Locorda: Sync offline-first apps using your user's remote storage
This document provides comprehensive error handling strategies for Locorda implementations. For architectural overview, see ARCHITECTURE.md.
Distinguish between systemic and resource-specific failures:
Systemic Failures (abort entire sync):
- Network connectivity issues (DNS, connection timeouts)
- Server errors (HTTP 500, 502, 503) indicating server overload/maintenance
- Authentication provider unavailable
- Pattern detection: >20% resource fetch failures suggests systemic issue
Resource-Specific Failures (skip and continue):
- Individual HTTP 404 (resource deleted/moved)
- Individual HTTP 403 (access control changed for specific resource)
- Individual parse errors (malformed RDF in single resource)
- Index Sync Interruption: Always abort and retry from beginning - partial indices create inconsistent views
- Systemic Failure Detection: Stop current sync, schedule retry with exponential backoff (5min, 15min, 45min...)
- Resource-Specific Failures: Log failure, continue sync with remaining resources, retry failed resources on next sync cycle
- Upload Failures: Queue locally, retry with backoff, but preserve Hybrid Logical Clock consistency
During extended network unavailability:
- Offline Operation: Applications continue working with locally cached data and indices
- Local-Only Updates: Continue incrementing Hybrid Logical Clocks for local changes
- Sync Resume: On reconnection, normal CRDT merge processes handle any conflicts from the partition period
- Check WebID Profile Document for solid:publicTypeIndex
- If found, query Type Index for required managed resource registrations (sync:ManagedDocument with sync:managedResourceType schema:Recipe, idx:FullIndex, crdt:ClientInstallation, etc.)

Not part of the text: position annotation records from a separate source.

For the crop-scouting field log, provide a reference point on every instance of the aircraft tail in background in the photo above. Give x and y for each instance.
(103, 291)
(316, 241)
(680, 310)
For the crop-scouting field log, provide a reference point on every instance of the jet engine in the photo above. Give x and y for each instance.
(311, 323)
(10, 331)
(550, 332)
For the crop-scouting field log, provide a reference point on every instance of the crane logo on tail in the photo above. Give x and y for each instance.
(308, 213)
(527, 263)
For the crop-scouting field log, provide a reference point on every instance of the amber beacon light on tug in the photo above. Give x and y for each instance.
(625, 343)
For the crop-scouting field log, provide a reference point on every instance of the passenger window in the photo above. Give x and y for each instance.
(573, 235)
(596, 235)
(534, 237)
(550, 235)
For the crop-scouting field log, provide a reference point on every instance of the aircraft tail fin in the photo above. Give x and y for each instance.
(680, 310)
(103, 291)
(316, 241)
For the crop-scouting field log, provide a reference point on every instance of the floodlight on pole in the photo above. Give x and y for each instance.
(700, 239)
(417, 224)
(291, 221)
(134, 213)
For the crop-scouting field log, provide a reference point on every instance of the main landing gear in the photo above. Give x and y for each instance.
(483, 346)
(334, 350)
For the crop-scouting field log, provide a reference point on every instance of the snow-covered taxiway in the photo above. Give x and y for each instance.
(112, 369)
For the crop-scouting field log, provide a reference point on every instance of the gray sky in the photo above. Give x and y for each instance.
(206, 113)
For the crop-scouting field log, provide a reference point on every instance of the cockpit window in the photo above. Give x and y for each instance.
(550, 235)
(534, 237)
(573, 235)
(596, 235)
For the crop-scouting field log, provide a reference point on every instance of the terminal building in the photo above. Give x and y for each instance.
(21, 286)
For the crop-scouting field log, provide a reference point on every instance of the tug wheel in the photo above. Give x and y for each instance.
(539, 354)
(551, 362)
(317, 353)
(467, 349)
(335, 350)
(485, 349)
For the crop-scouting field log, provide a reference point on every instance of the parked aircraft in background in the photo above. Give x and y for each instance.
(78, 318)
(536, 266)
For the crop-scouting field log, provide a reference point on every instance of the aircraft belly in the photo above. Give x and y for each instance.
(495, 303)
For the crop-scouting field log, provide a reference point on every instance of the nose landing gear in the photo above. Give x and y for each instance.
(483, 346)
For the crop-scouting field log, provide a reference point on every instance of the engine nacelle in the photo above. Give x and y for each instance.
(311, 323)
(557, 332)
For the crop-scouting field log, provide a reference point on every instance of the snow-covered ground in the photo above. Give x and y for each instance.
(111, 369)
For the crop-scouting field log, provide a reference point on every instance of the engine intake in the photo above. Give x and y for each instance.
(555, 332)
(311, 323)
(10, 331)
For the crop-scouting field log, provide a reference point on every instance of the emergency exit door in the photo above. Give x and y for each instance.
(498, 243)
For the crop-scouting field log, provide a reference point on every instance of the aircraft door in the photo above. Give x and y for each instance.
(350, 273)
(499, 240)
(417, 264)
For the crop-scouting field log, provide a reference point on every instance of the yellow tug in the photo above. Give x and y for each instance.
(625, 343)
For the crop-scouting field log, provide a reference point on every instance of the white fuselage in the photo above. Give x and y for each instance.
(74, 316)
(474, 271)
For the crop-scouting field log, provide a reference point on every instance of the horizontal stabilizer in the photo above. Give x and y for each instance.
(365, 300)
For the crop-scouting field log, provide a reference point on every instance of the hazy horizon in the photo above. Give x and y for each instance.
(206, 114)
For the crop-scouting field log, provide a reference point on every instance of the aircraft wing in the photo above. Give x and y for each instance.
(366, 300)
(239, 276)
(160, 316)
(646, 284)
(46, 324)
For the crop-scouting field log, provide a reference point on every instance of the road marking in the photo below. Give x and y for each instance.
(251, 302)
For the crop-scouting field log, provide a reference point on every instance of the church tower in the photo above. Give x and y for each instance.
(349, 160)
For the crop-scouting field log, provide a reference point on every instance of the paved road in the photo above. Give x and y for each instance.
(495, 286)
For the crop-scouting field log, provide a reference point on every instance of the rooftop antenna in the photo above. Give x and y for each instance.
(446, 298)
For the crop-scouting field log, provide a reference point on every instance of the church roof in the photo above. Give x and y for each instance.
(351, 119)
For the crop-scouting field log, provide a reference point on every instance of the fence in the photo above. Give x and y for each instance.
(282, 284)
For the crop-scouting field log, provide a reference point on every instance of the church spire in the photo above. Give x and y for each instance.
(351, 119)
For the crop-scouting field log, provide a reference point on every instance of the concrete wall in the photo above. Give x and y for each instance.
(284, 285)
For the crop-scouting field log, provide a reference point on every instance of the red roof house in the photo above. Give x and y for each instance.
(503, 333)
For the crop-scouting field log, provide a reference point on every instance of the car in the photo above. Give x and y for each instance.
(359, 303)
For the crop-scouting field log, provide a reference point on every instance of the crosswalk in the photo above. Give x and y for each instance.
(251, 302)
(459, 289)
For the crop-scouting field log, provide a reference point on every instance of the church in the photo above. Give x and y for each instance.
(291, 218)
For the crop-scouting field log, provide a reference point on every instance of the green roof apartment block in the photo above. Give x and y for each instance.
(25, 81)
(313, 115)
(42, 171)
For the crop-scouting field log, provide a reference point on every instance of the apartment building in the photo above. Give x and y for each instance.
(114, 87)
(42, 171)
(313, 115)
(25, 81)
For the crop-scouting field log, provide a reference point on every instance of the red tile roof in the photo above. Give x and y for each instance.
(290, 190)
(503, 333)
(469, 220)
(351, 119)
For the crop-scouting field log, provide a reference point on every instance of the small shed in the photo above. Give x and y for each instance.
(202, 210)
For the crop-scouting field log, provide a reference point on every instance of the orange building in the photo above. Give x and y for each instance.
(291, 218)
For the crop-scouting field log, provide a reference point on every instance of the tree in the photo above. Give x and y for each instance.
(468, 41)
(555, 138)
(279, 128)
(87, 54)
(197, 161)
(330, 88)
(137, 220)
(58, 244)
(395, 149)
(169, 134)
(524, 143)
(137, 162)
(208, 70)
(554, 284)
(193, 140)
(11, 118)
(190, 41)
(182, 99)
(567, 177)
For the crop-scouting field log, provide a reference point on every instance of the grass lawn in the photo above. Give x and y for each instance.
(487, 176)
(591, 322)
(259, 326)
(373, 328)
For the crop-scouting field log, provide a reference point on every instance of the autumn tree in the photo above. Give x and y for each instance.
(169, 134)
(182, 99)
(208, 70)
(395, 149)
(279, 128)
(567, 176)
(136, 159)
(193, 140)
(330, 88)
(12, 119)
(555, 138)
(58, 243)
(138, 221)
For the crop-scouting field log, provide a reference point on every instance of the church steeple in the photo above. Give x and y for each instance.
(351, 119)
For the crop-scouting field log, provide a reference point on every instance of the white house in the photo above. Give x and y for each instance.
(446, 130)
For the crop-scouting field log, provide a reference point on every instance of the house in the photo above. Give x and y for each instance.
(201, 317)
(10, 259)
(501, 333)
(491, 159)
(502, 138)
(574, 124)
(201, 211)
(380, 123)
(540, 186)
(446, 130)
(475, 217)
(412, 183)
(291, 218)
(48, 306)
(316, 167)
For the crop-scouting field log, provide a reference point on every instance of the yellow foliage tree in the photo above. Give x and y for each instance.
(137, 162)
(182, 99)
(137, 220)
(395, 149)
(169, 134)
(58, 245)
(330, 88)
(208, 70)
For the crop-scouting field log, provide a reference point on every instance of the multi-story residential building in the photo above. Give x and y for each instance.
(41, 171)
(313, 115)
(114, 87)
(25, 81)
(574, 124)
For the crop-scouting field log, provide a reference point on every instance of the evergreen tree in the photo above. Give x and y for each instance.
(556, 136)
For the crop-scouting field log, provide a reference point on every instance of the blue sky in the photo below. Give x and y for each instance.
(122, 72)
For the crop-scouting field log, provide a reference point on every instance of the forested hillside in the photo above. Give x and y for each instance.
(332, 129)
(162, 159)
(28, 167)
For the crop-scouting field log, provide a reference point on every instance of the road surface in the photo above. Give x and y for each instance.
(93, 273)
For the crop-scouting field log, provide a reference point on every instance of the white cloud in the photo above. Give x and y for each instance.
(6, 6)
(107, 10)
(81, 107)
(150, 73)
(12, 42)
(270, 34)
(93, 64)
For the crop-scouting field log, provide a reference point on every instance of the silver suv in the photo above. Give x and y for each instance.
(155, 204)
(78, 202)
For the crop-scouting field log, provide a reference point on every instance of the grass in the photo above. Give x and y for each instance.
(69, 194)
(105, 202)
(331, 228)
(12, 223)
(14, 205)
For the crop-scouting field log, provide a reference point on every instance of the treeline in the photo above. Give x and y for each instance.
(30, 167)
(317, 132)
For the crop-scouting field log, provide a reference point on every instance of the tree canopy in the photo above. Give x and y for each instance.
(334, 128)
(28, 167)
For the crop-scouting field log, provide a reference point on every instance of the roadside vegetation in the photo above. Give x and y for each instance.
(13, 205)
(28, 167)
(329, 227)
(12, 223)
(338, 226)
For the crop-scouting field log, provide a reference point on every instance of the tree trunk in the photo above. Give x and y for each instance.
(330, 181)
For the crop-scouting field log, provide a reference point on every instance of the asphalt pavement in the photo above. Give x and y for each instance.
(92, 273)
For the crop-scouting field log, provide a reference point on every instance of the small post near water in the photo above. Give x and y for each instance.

- Collect all missing/required configuration:
- Missing Type Index entirely
- Missing Type Registrations for managed data types (sync:ManagedDocument)
- Missing Type Registrations for indices
- Missing Type Registrations for client installations
- If any configuration is missing: Display single comprehensive "Pod Setup Dialog"
- User chooses approach:
- "Automatic Setup" - Configure Pod with standard paths automatically
- "Custom Setup" - Review and modify proposed Profile/Type Index changes before applying
- If user cancels: Run with hardcoded default paths, warn about reduced interoperability
- Explicit Consent: Never modify Pod configuration without user permission
- Progressive Disclosure: Automatic Setup shields users from complexity, Custom Setup provides full control
- Clear Options: Two main paths - trust the app or customize the details
- Graceful Fallback: Always offer alternative approaches if user declines configuration changes
- Online-Only Operation: Pod configuration modifications require network connectivity (not CRDT-compatible)
Initial Setup Dialog:
- Title: "Pod Setup Required"
- Message: "This app needs to configure data storage in your Solid Pod to enable synchronization."
- Options:
- ○ Automatic Setup - Use standard Solid paths (recommended)
- ○ Custom Setup - Review and customize paths
- Actions: [Continue] [Cancel]
Custom Setup Details (if chosen):
- Type Index Location:
/settings/publicTypeIndex.ttl - Recipe Data:
/data/recipes/[editable] - Recipe Index:
/indices/recipes/index-full-a1b2c3d4/index[editable] - Client Installations:
/installations/[editable] - Actions: [Apply Changes] [Cancel]
Fallback Behavior (if user cancels entirely):
App runs with fallback paths like /solid-crdt-sync/recipes/ and warns about reduced interoperability with other Solid apps.
When discovery finds IRIs that can't be fetched:
- HTTP 404 (Not Found): Remove stale entries from local cache, mark for re-discovery
- HTTP 403 (Forbidden): Log access control issue, continue with available data
- HTTP 500 (Server Error): Retry with exponential backoff, don't remove from cache
When sync:isGovernedBy references an inaccessible resource:
1. Attempt to fetch merge contract with retries
2. Check local cache for previously fetched contract
3. If neither available: Mark resource as non-syncable, work offline only
4. Display error to user about sync unavailability for this data type
5. Periodically retry contract fetching in background
When merge contract parsing fails:
- Syntax Errors: Mark resources as non-syncable, work offline, display error to user
- Unknown CRDT Types:
- If no local changes to property: Accept remote state ("trust remote")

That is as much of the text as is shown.